JAKARTA (TheInsiderStories) – The two-day financial leaders Group of 201 (G20) failure to implements a global taxation system for the digital era starting 2020, global media reported yesterday (02/23). At last year meeting at Osaka, Japan, the ministers and central bankers agreed to collect tax from the tech companies.
“There is a consensus to build a solution by the end of 2020. Lets be clear – either we have at the end of 2020 an international solution… clearly in the interest of all countries and digital companies, or there is no solution and … then it will be up the national taxes to enter into force,” France finance minister, Bruno Le Maire told reporters at the sidelines of the meeting in Riyadh, Saudi Arabia, on Sunday.
Followed the decisions, the leaders encouraged further work by the Organization for Economic Cooperation and Development (OECD) on the global rules to tax digital giants like Google (GOOGL.O), Amazon (AMZN.O) and Facebook (FB.O). The OECD wants to agree on technical details of such a tax by July.
United States (US) treasury secretary, Steven Mnuchin commented, the issue was being addressed in negotiations with the OECD, and he hoped it could be resolved by the end of the year. But, he noted, Washington would strike back at the digital taxes passed by France and others if those efforts failed.
“We’ve been very consistent in saying we think the digital services tax is discriminatory in nature against digital companies, and specifically a handful of US companies,” he said as quoted by Reuters.
France and the US have declared a truce to allow the multilateral talks to reach a conclusion by year-end. Mnuchin claimed, his country would respond with investigations and potential retaliatory tariffs if countries decided to go it alone, outside the OECD deal.

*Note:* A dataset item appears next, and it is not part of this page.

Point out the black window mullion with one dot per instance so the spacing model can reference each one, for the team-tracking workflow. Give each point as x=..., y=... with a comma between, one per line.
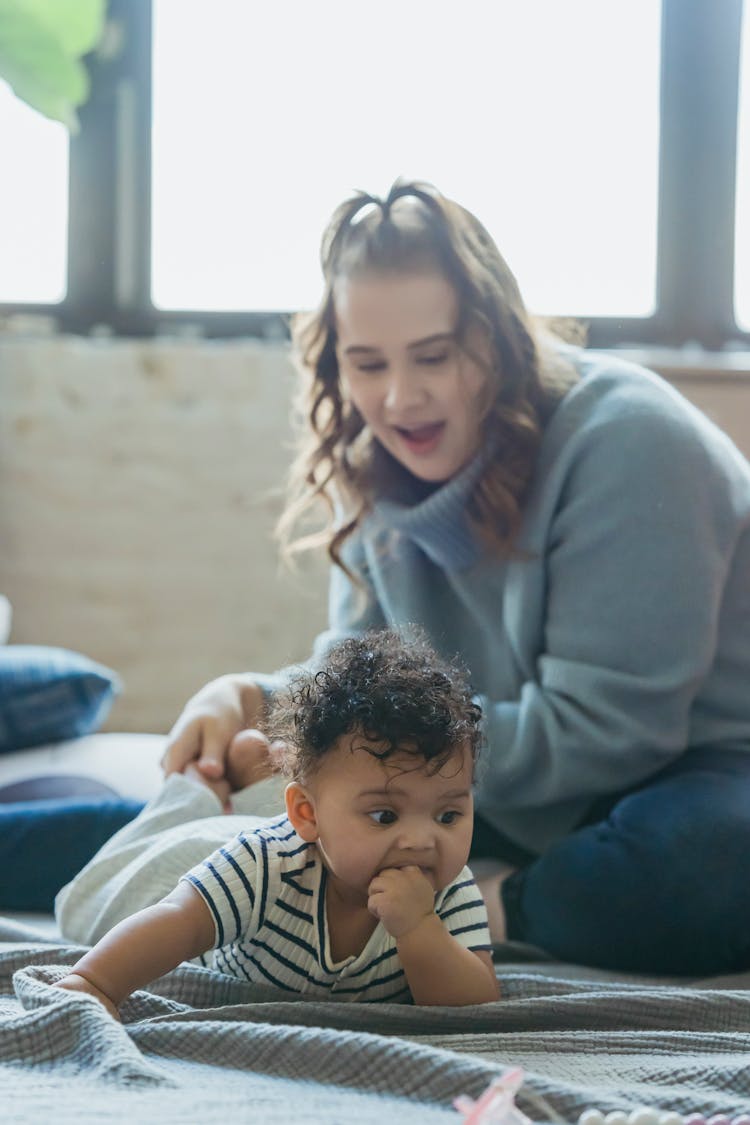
x=110, y=180
x=699, y=78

According to Le Maire, the countries to address the issue of digital companies making profits in many countries without any physical presence, which means without paying the due level of taxes. While, Saudi finance minister, Mohammed Al-Jadaan, stated this year would represent a key test for tax transparency worldwide.
“Today, members of the G20 and OECD work together to implement the internationally agreed standards on tax transparency. These standards balance the need to access information for tax purposes and the need to protect taxpayers’ confidentiality,” said Al-Jadaan.
More than 6,100 bilateral exchange agreements had been signed and that tax-authorities worldwide were now collecting tax revenues utilizing the automatic exchange of information mechanism, said the minister.
“Information on 50 million financial accounts was exchanged by the end of 2019 for a total value of about 5 trillion Euros (US$5.43 trillion), and almost 100 billion Euros in additional tax revenues have been identified,” noted by Al-Jadaan.
A final agreement on the global rules is to be ready by the end of this year to avoid a proliferation of different digital tax regimes all over the world, he continues.
While, Indonesia’ finance minister, Sri Mulyani Indrawati stressed that Indonesia provided support to the OECD to immediately complete the formulation of digital economic taxation. She hopes that this institution develops an international taxation architecture by creating a fair, simple, transparent and pro-tax system in favor of developing countries.